I am trying to find a visual way of proving that $$\frac{1}{1 \times 2} + \frac{1}{2 \times 3} + \frac{1}{3 \times 4} + \frac{1}{4 \times 5} + ... = 1$$
I am familiar with algebraic methods of proving this formulas (such as using a telescoping sum) - this is not what I am looking for.
I was thinkng about each term as representing the areas of rectangles (see image) but I am unsure about how to use this to prove the above result.
There exists a visual proof of this sum without the use of rectangles and areas. I saw this in Proofs Without Words. I give two explanations, first using coordinate geometry, second using similarity of right triangles.
Explanation using coordinate geometry :
Consider the lines intercepting the axes at $(n,0)$ and $(0,1)$ for $n=1,2,3,\ldots$
Equation of lines is $$\frac{x}{n}+\frac{y}{1}=1$$
They make an intercept of $1-\dfrac{1}{n}$ on $x=1$ line. Hence length of the colored segments is $$\left(1-\frac{1}{n+1}\right)-\left(1-\frac{1}{n}\right)=\frac{1}{n}-\frac{1}{n+1}=\frac{1}{n(n+1)}$$
which are the terms in our sum. As $n$ becomes arbitrarily large, these lines approach the horizontal $y=1$ line. Clearly the sum of colored segments tends to unity.
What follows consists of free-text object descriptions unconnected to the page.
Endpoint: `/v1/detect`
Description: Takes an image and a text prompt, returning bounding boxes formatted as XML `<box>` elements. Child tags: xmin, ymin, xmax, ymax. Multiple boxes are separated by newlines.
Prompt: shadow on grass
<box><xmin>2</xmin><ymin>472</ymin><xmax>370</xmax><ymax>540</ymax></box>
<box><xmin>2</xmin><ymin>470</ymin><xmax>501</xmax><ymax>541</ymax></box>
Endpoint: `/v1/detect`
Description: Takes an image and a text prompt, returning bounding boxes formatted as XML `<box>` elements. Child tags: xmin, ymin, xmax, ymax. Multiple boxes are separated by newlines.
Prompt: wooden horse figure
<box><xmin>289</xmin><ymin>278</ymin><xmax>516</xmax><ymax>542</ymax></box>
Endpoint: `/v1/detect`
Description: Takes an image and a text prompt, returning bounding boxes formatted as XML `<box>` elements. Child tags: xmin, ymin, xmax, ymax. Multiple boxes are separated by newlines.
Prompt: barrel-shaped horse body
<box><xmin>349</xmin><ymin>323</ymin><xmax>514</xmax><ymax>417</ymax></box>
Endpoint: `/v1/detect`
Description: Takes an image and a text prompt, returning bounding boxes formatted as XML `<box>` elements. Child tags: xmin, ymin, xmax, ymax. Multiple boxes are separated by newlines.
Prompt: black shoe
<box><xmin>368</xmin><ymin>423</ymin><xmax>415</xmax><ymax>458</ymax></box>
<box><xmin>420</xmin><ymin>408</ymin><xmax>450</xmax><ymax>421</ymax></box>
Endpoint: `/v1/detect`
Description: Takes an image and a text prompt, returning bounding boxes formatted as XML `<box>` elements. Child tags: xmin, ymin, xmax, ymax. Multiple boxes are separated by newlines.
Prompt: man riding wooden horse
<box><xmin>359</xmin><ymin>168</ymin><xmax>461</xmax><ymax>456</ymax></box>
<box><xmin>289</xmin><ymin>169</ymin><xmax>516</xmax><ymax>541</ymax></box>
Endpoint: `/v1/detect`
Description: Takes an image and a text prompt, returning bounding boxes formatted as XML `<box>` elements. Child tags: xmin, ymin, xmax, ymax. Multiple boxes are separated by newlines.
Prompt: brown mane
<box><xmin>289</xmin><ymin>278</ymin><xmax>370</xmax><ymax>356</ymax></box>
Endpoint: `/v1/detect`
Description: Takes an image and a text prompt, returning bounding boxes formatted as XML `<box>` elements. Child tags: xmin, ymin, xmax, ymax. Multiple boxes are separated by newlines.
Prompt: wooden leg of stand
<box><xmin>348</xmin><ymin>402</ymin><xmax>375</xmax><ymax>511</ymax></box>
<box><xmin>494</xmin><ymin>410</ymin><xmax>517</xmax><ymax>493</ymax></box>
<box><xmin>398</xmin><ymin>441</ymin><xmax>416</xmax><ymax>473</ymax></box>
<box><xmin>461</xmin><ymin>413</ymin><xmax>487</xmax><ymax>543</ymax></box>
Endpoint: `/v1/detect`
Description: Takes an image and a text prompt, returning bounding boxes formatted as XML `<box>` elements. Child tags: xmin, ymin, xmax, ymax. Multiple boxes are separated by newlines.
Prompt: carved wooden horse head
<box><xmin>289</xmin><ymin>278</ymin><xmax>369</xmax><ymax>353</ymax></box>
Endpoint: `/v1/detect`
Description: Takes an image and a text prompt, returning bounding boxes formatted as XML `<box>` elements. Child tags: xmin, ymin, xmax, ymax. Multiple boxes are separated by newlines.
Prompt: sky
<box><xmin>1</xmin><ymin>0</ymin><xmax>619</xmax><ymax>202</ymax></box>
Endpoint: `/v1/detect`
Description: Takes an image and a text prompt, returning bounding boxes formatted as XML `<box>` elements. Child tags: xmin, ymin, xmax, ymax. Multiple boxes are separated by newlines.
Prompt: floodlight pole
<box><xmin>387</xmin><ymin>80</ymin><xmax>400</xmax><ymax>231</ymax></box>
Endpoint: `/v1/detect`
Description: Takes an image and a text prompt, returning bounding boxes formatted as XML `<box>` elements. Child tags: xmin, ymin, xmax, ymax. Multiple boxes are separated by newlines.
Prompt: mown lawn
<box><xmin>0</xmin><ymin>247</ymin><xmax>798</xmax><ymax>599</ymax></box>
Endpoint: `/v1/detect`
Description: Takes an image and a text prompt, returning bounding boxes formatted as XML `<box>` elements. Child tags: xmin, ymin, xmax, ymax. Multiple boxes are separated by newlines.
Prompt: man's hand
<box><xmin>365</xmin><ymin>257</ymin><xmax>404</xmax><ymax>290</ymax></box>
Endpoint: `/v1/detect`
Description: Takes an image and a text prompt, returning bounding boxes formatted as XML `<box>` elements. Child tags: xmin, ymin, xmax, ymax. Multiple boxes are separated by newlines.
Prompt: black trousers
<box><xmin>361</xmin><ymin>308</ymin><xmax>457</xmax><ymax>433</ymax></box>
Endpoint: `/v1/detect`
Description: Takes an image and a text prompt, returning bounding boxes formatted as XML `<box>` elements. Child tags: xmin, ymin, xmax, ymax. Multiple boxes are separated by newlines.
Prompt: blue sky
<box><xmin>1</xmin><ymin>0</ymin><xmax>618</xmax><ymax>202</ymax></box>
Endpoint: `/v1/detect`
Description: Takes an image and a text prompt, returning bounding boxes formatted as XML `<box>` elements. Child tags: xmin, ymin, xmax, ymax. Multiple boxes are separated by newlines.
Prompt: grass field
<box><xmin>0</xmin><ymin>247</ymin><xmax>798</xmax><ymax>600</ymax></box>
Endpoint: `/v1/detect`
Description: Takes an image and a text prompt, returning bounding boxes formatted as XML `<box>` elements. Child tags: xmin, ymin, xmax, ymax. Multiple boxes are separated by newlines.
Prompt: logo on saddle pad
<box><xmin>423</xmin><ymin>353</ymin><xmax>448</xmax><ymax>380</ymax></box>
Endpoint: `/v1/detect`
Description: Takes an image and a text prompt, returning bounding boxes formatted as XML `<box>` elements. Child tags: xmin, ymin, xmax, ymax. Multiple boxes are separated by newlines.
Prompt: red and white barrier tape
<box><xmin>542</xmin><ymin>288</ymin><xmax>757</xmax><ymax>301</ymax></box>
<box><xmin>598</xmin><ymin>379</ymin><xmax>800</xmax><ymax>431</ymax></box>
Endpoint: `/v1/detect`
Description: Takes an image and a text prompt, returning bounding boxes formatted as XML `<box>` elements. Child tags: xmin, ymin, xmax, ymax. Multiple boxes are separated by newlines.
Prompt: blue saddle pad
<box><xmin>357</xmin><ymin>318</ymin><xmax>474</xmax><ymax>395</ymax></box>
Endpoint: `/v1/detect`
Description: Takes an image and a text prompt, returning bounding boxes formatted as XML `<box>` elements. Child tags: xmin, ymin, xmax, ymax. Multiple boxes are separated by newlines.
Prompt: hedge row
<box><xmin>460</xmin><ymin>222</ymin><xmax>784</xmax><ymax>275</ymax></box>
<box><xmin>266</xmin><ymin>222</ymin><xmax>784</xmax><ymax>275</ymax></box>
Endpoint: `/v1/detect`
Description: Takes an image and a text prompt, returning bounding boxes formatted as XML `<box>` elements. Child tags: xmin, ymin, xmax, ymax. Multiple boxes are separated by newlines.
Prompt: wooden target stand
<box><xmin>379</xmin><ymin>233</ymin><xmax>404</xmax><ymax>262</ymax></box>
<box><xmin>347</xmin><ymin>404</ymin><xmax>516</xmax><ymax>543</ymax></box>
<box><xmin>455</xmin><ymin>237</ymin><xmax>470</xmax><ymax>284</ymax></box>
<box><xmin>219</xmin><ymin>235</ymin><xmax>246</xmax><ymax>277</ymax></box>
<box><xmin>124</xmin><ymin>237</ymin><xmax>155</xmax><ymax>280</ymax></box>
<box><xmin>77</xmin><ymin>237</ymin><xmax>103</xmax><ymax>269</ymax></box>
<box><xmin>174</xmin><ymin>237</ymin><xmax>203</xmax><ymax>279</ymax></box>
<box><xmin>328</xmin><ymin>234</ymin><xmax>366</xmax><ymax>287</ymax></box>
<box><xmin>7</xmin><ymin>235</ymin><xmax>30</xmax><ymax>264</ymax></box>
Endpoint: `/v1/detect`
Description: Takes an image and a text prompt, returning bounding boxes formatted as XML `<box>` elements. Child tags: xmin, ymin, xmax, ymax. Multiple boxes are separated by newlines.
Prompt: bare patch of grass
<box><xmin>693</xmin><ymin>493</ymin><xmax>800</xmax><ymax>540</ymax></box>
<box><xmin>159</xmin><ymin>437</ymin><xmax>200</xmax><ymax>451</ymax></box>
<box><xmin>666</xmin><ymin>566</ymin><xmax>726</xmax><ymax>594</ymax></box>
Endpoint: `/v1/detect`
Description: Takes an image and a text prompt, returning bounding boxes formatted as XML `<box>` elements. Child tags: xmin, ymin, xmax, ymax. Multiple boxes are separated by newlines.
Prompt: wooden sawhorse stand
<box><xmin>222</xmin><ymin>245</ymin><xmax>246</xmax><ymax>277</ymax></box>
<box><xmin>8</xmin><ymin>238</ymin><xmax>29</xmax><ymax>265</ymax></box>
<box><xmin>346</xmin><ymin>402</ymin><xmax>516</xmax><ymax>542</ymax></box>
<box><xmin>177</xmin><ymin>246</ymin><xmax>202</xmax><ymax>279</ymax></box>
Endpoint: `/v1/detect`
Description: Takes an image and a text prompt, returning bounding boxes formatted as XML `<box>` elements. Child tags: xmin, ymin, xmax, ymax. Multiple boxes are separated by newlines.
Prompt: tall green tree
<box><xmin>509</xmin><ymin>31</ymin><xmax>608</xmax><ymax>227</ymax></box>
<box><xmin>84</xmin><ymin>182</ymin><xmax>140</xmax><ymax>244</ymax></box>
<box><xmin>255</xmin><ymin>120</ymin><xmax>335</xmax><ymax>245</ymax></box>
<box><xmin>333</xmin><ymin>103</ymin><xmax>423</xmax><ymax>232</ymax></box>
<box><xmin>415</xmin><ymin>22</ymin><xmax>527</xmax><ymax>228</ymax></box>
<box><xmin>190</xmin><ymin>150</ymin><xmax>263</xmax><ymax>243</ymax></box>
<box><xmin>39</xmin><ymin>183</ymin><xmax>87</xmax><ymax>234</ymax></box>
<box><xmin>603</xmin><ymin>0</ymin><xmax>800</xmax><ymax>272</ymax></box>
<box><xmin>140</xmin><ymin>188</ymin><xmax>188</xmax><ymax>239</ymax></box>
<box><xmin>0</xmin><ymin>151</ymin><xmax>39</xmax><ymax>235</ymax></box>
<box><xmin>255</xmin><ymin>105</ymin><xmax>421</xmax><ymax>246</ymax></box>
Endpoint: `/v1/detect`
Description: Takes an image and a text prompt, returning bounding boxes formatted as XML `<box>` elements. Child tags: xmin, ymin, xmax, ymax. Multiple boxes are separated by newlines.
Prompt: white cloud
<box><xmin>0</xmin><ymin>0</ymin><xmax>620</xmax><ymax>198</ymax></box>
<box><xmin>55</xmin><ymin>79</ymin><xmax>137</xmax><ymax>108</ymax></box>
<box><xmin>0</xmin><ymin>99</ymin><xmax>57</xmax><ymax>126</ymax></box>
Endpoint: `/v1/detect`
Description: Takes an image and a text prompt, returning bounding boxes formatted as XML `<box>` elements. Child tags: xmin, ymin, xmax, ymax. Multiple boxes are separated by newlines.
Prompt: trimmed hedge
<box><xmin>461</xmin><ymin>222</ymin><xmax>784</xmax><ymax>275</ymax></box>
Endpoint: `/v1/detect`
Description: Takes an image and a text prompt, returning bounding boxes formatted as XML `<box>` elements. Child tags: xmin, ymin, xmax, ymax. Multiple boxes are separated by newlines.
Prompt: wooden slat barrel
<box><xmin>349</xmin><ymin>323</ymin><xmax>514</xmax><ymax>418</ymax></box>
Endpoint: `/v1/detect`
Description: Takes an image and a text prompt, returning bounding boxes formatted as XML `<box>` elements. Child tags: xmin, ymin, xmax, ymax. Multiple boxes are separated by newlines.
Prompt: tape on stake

Explanation using similarity of triangles :
We have right triangles with both sides on axes with legs $1$ and $n$. All the hypotenuse intersect with the colored vertical line to produce similar triangles with base $n-1$. Thus the similarity ratio is $\dfrac{n-1}{n}$ and the vertical leg is also of length $\dfrac{n-1}{n}\cdot 1=1-\dfrac{1}{n}$.
Same as above, each differently colored segment has length $\dfrac{1}{n(n+1)}$ and as number of triangles becomes arbitrarily large, our sum approaches value of $1$.